The Silent Saboteur in Relationships: Misaligned Expectations
If I had to pinpoint the #1 thing that derails relationships—not just romantic ones, but professional, parental, even friendships—it’s not money, time, or even communication styles.
It’s misaligned expectations.
And worse?
Most people don’t even realize it’s happening… until the damage is done.
The Covert Contract You Didn’t Know You Signed
Let me introduce you to a little concept I call the covert contract.
That’s when you have an expectation of someone—but you never told them.
You just assumed they knew.
And when they didn’t meet it, you got hurt. Angry. Distant.
Sound familiar?
“I shouldn’t have to tell them—I thought they just would.”
“If they cared, they’d already know.”
“I did this… so why didn’t they do that?”
Here’s the truth:
An unspoken expectation is just a setup for resentment.
It’s a trap disguised as hope.
Alignment Is the Glue. Not Affection.
Tammy and I didn’t last 40+ years because we agreed on everything.
We lasted because we aligned intentionally—again and again—especially when life shifted.
Marriage. Kids. Careers. Empty nesting. Grandkids. All of it.
We didn’t just expect each other to read minds.
We sat down. We clarified. We updated the playbook.
That’s relationship fitness in action.
Because the strongest relationships aren’t the ones with the least tension.
They’re the ones with the clearest expectations.
Let’s Break This Down
In any relationship, there are two types of expectations:
Stated – “Hey, I’d like help with dinner three nights a week.”

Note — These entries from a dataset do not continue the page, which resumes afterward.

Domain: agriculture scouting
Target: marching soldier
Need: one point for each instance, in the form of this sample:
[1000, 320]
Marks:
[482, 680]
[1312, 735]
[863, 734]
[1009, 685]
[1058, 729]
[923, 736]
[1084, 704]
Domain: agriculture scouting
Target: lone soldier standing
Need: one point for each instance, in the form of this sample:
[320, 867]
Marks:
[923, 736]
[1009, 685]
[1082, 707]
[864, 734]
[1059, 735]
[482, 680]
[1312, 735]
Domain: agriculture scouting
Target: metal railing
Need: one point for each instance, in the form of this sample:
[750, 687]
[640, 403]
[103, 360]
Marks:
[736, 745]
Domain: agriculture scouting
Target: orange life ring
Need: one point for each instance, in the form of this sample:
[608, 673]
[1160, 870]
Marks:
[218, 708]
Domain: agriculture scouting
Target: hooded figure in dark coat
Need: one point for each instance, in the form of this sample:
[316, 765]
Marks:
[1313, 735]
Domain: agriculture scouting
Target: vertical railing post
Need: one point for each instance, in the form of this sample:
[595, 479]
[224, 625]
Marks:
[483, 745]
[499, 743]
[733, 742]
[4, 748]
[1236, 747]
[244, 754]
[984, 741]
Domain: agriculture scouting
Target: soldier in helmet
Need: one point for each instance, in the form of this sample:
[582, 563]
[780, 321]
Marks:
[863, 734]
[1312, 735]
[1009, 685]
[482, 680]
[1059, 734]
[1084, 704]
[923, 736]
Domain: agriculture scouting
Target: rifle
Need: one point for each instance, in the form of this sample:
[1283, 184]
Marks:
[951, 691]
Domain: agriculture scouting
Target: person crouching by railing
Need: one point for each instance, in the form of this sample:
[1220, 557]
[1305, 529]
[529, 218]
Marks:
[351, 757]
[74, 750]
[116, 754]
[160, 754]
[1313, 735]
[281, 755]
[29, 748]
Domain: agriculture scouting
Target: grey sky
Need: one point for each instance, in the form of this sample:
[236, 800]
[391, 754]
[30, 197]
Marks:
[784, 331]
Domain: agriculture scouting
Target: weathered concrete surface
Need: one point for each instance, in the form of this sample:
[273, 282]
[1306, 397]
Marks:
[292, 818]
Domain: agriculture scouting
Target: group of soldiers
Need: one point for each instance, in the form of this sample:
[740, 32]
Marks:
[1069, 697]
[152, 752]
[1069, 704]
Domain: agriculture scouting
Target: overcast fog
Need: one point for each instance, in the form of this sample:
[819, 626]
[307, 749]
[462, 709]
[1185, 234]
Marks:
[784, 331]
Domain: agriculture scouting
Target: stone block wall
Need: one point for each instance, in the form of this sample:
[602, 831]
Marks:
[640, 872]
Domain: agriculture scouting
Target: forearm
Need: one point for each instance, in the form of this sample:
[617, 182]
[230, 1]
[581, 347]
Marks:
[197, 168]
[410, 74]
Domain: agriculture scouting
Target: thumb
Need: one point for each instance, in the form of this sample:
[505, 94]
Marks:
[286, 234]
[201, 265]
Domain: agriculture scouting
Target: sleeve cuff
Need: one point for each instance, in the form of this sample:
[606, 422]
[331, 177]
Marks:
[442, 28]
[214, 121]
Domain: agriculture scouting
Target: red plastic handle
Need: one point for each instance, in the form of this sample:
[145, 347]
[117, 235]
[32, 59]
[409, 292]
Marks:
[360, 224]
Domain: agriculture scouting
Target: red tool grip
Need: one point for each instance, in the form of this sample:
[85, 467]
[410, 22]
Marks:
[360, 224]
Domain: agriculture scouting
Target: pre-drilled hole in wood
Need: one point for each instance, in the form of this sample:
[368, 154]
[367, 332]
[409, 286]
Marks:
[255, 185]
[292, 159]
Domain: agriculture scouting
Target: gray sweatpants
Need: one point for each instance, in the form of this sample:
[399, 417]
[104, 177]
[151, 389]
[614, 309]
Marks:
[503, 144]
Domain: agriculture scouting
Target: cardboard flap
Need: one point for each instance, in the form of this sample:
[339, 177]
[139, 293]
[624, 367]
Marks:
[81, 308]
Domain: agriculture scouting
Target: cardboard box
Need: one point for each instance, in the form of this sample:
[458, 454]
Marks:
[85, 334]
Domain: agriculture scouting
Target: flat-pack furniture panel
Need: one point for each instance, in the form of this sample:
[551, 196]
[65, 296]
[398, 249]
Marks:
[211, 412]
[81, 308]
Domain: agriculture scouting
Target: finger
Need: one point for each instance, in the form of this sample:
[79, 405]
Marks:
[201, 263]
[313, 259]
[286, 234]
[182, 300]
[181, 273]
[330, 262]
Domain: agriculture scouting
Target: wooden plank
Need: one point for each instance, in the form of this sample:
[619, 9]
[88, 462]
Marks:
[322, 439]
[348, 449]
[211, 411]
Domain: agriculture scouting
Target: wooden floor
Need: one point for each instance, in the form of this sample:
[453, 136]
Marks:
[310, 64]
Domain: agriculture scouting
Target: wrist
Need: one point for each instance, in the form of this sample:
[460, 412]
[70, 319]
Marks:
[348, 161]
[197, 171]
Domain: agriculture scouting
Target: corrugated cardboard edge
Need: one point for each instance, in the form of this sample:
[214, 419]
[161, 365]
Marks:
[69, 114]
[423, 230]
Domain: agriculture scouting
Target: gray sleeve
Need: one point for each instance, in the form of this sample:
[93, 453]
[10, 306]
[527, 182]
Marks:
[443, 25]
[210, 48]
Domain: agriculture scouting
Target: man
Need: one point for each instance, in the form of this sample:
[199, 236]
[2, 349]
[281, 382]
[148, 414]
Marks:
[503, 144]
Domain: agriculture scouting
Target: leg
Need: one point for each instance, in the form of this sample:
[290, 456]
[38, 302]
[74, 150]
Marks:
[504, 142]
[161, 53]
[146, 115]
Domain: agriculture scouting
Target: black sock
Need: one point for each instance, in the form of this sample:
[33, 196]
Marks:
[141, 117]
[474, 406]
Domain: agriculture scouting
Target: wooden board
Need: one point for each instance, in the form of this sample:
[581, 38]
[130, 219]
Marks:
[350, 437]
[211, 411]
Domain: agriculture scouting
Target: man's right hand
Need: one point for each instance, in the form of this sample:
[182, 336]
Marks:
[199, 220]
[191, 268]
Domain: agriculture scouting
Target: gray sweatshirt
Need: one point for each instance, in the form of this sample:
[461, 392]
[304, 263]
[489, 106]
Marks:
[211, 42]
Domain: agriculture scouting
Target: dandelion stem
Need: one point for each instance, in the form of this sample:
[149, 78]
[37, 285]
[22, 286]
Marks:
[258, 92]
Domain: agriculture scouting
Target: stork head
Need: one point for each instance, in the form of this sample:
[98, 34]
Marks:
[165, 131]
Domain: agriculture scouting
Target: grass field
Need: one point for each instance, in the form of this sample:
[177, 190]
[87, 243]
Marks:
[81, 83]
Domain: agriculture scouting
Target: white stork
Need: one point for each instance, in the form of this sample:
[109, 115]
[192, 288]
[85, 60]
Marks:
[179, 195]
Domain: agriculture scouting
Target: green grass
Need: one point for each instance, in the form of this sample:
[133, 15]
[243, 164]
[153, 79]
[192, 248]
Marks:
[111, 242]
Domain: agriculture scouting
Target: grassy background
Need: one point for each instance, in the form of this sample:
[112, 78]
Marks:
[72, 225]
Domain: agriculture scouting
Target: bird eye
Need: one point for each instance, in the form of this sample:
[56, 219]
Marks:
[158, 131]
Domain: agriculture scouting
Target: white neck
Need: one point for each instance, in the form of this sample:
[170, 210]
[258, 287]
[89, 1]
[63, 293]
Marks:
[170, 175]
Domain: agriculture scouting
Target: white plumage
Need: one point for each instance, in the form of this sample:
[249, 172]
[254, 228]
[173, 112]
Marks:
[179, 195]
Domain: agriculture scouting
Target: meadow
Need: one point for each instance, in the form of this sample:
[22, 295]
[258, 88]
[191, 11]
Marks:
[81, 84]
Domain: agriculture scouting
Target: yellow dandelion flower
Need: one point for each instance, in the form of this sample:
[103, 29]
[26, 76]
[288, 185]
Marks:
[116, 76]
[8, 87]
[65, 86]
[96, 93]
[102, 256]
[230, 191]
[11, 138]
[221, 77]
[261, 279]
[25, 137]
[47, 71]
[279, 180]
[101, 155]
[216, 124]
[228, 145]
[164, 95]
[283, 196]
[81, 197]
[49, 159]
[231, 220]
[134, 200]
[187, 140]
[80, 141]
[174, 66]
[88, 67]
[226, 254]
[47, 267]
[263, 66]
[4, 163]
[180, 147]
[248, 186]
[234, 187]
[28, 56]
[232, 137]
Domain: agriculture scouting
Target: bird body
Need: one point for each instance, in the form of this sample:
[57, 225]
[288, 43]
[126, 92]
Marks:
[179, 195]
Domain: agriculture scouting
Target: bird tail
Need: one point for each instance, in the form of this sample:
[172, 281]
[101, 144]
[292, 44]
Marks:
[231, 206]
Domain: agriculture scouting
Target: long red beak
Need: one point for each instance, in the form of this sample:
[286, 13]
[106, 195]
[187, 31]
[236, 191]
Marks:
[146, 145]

Unstated – “I’m exhausted and annoyed and secretly hoping you’ll take the hint.”
Which one leads to progress?
Now, let’s take it further:
Are your expectations realistic?
Are they shared?
Are they static or evolving?
Because expectations that were aligned five years ago might be totally outdated today.
That’s not failure. That’s growth.
But if you don’t check in, you end up driving toward different destinations on the same road.
The 3-Part Alignment Framework
Here’s how I coach people to clean up the hidden mess:
1. Clarify
What exactly do you want or need?
Not in vague terms. Not “be more supportive.”
I’m talking: “I’d love if you asked me how my day was before diving into the kids’ schedule.”
2. Communicate
Say it out loud.
Yes, it feels awkward. But unmet expectations corrode trust faster than almost anything.
And if it helps, say:
“I realize I’ve never said this clearly, but here’s something that matters to me…”
Own your part. Invite collaboration, not compliance.
3. Co-Create
This is where most people drop the ball.
They declare their needs, but they don’t work together to create mutual agreements.
The power’s in the agreement—when both parties get a say.
That’s what creates buy-in. That’s what builds trust.
Otherwise, it’s just a new covert contract in disguise.
“But I Don’t Even Know What I Expect…”
Yeah, that happens too.
Here’s a hint:
If you’re disappointed, frustrated, or feeling let down—you had an expectation. You just didn’t name it.
Sit with that.
Ask yourself:
What did I hope would happen?
Where did that hope come from?
Was it fair, clear, and realistic?
This kind of self-inquiry is what separates reactive relationships from resilient ones.
Final Thought: Don’t Assume Alignment. Build It.
Alignment isn’t a one-time conversation.
It’s a lifestyle.
You align at every new chapter:
New job
New child
New challenge
New dream
If you don’t, you drift. And drift becomes distance.
Distance becomes disconnection.
And that becomes the heartbreak we all say “came out of nowhere.”
But it didn’t.
So do the work.
Check in.
Update the contract.
Speak your needs.
And build alignment on purpose.
Because expectations don’t ruin relationships—unspoken ones do.